W drugiej połowie lat 70. i pierwszej połowie 80. skumulowały się największe sukcesy Korzyńskiego związane z muzyką filmową – ale nie tylko. Z nurtem ilustracyjnym zazębiały się nagrania tworzone przez niego w formacji Arp Life, grupie założonej przez Mateusza Święcickiego i Ryszarda Szumlicza, a później działającej w składzie Święcicki/Korzyński/Maciej Śniegocki i będącej dla nich czymś w rodzaju twórczego warsztatu, brzmieniowo dość pionierskiego. Od strony muzycznej to było coś, co pociągało Korzyńskiego – zabawa konwencjami, uprawiana bez wielkich ambicji artystycznych, ale z trudną do ukrycia fascynacją nowym instrumentarium. Melodie były lekkie, czasem stanowiły autorskie opracowania znanych przebojów zagranicznych, okazjonalnie pojawiał się w utworach zespół wokalny Alibabki, ale w centrum stał syntezator Minimoog. 

Ważny był już sam dostęp. Produkowanych na Zachodzie syntezatorów po prostu w ogóle nie można było początkowo kupować w Polsce. Pierwsze egzemplarze – liczone w latach 70. na palcach jednej ręki – były przywożone przez poszczególnych muzyków z zagranicznych koncertów. Korzyński miał to szczęście, że zaliczył kilkuletni epizod pracy za granicą, przy m.in. włoskich i niemieckich filmach. Zarabiał w dewizach, a stopniowo zmieniały się przepisy dotyczące sprowadzania instrumentów z zagranicy, i te dewizy można było zainwestować w takiego choćby Minimooga, do którego później dołączyły kolejne instrumenty. 

Istotne w wypadku Korzyńskiego było też to, że swoje gruntowne kompozytorskie wykształcenie był w stanie wykorzystać w różnych konwencjach. I po latach jego muzyka okazała się zastępować w polskich warunkach to, czego u nas nie było, gdy na Zachodzie powstawały kolejne rozrywkowe nurty. – Nigdy nie krępowałem się słuchać gatunków, które uchodziły za niegodne – tłumaczył mi w wywiadzie przed 10 laty. – Po 20 latach zresztą padły teorie moich kolegów uznających tylko wyrafinowany jazz, wielkie nazwiska. Zupełnie inna muzyka przyniosła rozwój.
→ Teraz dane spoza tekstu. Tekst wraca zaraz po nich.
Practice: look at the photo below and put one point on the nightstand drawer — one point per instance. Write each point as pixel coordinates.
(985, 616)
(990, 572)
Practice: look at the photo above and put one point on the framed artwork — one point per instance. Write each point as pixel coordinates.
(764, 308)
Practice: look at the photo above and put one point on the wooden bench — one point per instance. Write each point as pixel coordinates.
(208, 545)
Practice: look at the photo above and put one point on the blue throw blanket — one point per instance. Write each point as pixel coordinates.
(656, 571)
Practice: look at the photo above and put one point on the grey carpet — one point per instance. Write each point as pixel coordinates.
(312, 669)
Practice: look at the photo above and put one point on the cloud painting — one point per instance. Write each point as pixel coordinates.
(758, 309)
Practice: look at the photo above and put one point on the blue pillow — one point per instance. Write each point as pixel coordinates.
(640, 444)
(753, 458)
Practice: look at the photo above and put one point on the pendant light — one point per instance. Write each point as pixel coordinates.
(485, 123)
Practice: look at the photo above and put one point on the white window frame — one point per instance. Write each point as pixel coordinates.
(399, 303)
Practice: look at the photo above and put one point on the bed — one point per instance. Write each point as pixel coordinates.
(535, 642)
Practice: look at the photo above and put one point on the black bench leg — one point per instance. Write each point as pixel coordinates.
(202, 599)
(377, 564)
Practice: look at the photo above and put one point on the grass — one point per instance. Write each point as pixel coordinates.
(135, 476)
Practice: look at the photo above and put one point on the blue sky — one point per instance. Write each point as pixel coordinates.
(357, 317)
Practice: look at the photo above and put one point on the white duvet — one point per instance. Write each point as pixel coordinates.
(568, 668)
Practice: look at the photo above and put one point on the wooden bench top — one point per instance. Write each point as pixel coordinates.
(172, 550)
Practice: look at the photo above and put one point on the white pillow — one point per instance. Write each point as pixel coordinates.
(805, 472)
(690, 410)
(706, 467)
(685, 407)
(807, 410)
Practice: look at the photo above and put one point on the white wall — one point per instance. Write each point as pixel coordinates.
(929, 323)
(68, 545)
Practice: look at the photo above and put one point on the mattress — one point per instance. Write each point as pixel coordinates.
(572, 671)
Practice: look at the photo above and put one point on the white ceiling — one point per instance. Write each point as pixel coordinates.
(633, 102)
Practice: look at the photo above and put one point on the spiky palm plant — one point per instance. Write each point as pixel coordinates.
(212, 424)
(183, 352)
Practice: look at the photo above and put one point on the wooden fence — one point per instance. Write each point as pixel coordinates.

Po latach padły też wszelkie uprzedzenia blokujące na różne sposoby dyskusję czy dostęp do muzyki Korzyńskiego. Odkrywano go na nowo, szczęśliwie miał szansę to obserwować, choćby już na emeryturze. Przeżyć sukces W aucie Sokoła i Pono, przypominającego o efemerycznym i stricte komercyjnym przedsięwzięciu z lat 80. pod szyldem Franek Kimono (przez Korzyńskiego i duet Wesołowski/Zabrodzki, z Piotrem Fronczewskim jako wokalistą), przesłuchać zagraniczne i polskie wznowienia, zobaczyć powracające debaty o twórczości Andrzeja Żuławskiego – i jego muzyki w tym kontekście – a nawet usłyszeć o tym, że międzynarodowa publiczność krakowskiego Unsoundu bawi się przy przebojach z Akademii Pana Kleksa odgrywanych w secie didżejskim Votela pod hasłem Kleksploitation. Andrzej Korzyński nie pisał muzyki szczególnie trudnej i najbardziej wyrafinowanej, ale być może dopiero wychowane na niej pokolenie polskich roczników 70. – gdy już dojrzało, spojrzało wstecz i zorientowało się, kto im umeblował muzyczną wyobraźnię – było tym przygotowanym do tego, by go naprawdę docenić.